As a young boy, Zownir was a ferocious reader. Curious, adventurous and empathic, he identified with outlaws, outcasts, and nonconformists found in the works of writers like Fyodor Dostoyevsky, Franz Kafka, William Shakespeare, and later William S. Burroughs, Charles Bukowski, Friedrich Nietzsche, and Jean Genet.

London 1978 © Miron Zownir
London 1978 © Miron Zownir
NYC 1982 © Miron Zownir
NYC 1982 © Miron Zownir

“The strongest philosophical declaration for me was and is individual freedom: freedom of speech and expression, personal responsibility, live and let live, respect for other humans, animals and nature,” Zownir says. 

Blessed with a penchant for both image and text, he began crafting stories of imaginary adventures in which he was always on the run, looking for shelter and risking his life. For Zownir, art was an extension of existence rather than a means to gain attention, status, or personal gain

Zownir came to photography in the late 1970s, his images stricken with Neo Expressionist anguish that recalls Berlin of the Weimar era. Over the past four decades, he has traveled around the globe creating images of lives pushed to the edge, with a raw vitality that is at once gritty, tender, and unflinching. Rather than sensationalize, heroicize, romanticize, or vilify the people he encountered he simply sought to portray them as they were: survivors of brutal regimes that had abandoned them for dead. 

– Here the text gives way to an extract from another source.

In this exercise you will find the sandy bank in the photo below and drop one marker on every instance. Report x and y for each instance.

“Sometimes it seemed as if I was to blame for all the misery I explored”

Miron Zownir
London 1980 © Miron Zownir
London 1980 © Miron Zownir

“Whatever situation I encountered, I was always open minded enough not to prematurely judge or to put a blame on someone. Every individual misery had its particular reason,” Zownir says. “But there were also situations like in Moscow in 1995 that were so obviously cynical, brutal and unnecessary that I felt completely helpless and disgusted with society. I think I was the only one who documented this atrocity day by day for almost three months but it took years until the work got any attention and it had absolutely no effect on the inhuman status quo these people endured.”

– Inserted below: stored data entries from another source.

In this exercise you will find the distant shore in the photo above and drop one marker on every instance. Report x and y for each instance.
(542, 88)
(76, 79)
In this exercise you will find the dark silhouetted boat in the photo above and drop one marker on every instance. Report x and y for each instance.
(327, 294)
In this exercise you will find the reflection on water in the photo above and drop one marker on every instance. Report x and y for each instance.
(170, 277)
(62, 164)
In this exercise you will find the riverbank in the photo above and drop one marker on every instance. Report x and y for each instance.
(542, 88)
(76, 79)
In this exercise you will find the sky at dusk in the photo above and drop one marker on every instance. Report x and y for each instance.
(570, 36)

Considered too intense, morbid and disturbing, Zownir’s photos spoiled the illusion of freedom and democracy in Russia that so many clung to after the collapse of the Soviet Union. “Sometimes it seemed as if I was to blame for all the misery I explored,” Zownir says — much like his countryman Otto Dix.

A Radical Act of Liberation

The new exhibition, Dix and the Present, pairs 50 black-and-white photographs by Miron Zownir with 50 etchings from Otto Dix’s series, “Der Krief/The War,” completed in 1924. In their hands, the simple act of bearing witness becomes a radical act of liberation and a refusal to participate in the “big lie.” 

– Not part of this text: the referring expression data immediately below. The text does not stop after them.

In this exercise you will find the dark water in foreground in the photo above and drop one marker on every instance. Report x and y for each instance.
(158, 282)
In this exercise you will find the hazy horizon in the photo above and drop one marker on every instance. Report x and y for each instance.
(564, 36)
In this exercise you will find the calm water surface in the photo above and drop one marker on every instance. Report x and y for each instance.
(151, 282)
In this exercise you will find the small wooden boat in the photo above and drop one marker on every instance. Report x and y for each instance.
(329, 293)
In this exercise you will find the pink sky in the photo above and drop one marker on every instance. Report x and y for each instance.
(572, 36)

“The more I got rejected the stronger I felt I was right”

Miron Zownir

Looking at these made works a century apart one becomes aware just how little has changed. For all its self-congratulatory propaganda the success of Western civilization is best measured by those it has failed — and the framing of those failures as an individual rather than systemic issue. Like Dix, Zownir does not feign, moralize, proselytize, or deny the darkest truths of humanity, but rather shines a light for all those who refuse to see. 

“As a street and documentary photographer, I am a chronicler of present times. If the sexual revolution in early 1980s New York or the excessive hedonism in 2000s Berlin raise moral concerns, it’s a demonstration of diversity in society,” Zownir says. “Just as Otto Dix, whose socially critical images of the 1920s reflected the ills and misery of that time, aroused the moral indignation of conservative nationalists, my photographs also have triggered various moral debates throughout the decades. I haven’t lived in a totalitarian society and it would be too easy to claim unchallenged bravery. But I have experienced enough censorship and restrictions in our so-called ‘free’ society. The more I got rejected the stronger I felt I was right.”

NYC 1982 © Miron Zownir
NYC 1982 © Miron Zownir
Moscow 1995 © Miron Zownir
Moscow 1995 © Miron Zownir

Dix and the Present is on view at Deichtorhallen in Hamburg through February 25, 2024.